The Complete Letters of Willa Cather just went live today with 428 letters. More letters are being added regularly. Jewell wrote in a Cather Listserv email that the team’s goal is to have 1,500 letters posted by the fall and all letters up by 2021. There are 3,074 currently known letters.
Lest you think that is rather slow progress, these are not just letters that have been typed and uploaded to a webpage. Far from it. Each letter is fully annotated and contextualized. Take, for example, this letter Cather wrote to her father —
Many of us are still basking in the glow of the publication of The Selected Letters and now to have this amazing resource at one’s finger tips? Well, it’s a cornucopia of Cather.
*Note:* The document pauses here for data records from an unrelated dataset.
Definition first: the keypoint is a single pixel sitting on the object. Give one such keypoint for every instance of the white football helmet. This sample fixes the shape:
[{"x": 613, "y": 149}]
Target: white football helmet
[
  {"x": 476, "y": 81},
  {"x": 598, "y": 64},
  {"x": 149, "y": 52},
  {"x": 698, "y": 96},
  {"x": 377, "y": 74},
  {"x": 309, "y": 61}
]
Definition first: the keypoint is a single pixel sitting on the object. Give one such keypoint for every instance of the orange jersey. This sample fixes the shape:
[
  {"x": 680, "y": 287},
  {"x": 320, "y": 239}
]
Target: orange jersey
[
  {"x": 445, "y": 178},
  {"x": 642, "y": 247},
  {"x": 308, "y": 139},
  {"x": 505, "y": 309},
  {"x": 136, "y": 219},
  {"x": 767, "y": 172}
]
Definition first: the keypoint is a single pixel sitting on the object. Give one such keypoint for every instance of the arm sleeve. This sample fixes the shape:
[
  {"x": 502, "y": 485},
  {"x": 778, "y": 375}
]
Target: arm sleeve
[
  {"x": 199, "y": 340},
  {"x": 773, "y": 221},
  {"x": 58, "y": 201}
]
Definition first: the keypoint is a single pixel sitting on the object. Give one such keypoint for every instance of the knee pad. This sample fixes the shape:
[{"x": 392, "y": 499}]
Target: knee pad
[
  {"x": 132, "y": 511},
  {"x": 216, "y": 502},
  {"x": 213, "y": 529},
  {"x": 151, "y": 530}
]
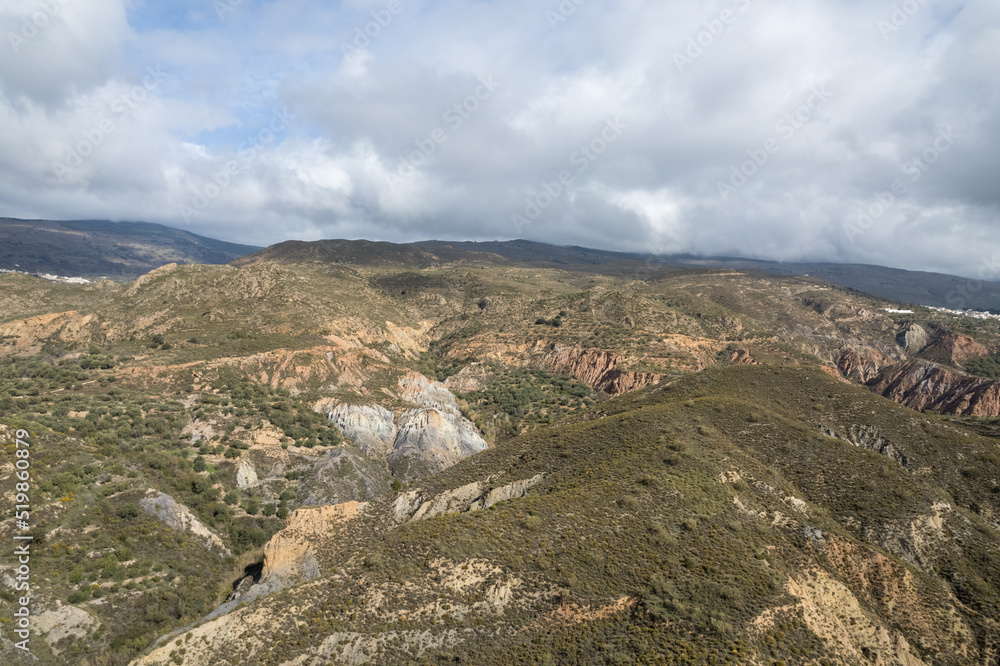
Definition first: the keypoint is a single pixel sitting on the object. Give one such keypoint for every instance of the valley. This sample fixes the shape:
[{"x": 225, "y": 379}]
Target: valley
[{"x": 346, "y": 452}]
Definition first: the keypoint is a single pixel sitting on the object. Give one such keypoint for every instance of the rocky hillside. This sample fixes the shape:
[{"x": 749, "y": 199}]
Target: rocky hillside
[
  {"x": 687, "y": 525},
  {"x": 384, "y": 454}
]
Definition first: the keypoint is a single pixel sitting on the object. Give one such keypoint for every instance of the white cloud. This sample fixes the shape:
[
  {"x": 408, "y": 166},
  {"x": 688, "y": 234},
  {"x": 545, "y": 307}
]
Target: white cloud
[{"x": 358, "y": 120}]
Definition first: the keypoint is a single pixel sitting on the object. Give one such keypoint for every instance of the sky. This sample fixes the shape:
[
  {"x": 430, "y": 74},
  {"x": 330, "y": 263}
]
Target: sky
[{"x": 820, "y": 130}]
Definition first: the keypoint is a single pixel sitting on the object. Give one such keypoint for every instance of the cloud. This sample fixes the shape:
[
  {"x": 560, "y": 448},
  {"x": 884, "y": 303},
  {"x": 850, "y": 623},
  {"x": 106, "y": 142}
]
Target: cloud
[{"x": 748, "y": 128}]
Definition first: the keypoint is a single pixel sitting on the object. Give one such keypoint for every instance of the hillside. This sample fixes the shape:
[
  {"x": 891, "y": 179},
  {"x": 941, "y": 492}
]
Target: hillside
[
  {"x": 94, "y": 249},
  {"x": 361, "y": 453},
  {"x": 900, "y": 286}
]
It is definitely an exciting time for Cather scholars and enthusiasts, both old hats and those just beginning to explore their interest in this author. Such immediate access to Cather’s letters will no doubt revolutionize Cather Studies. Until very recently it wasn’t legal to quote directly from Cather’s letters. This amazing resource provides rich context, both written and visual, for Cather’s life, work, and the time period.
The project is supported by National Endowment for the Humanities the Center for Digital Research in the Humanities at the University of Nebraska-Lincoln, and with the cooperation of Willa Cather Foundation in Red Cloud, Nebraska.
For those of you who prefer to read in book format, I do highly recommend The Selected Letters of Willa Cather. When that collection was published I read around in the volume, dipping in here and there, scanning the index for subjects of interest, etc. Last month I started reading the letters chronologically, a few each night before bed, and they’re a delight. You really get a sense of who Cather was, how her understanding of her material developed, and the way she moved among friends, family, and in the publishing world.
I do hope you check out the Complete Letters of Willa Cather: https://cather.unl.edu/letters/
I really wish I had these deep interests that you have. I love how into Willa Cather you are. I don’t think I am that way about any writer. 🙁
Shuly
Willa Cather is my spirit animal. I guess she must have hit me at just the right time in my life. Do you have a few favorite writers? Not that I think people need to have favorites…just curious.
I can’t even imagine the amount of work going into this project.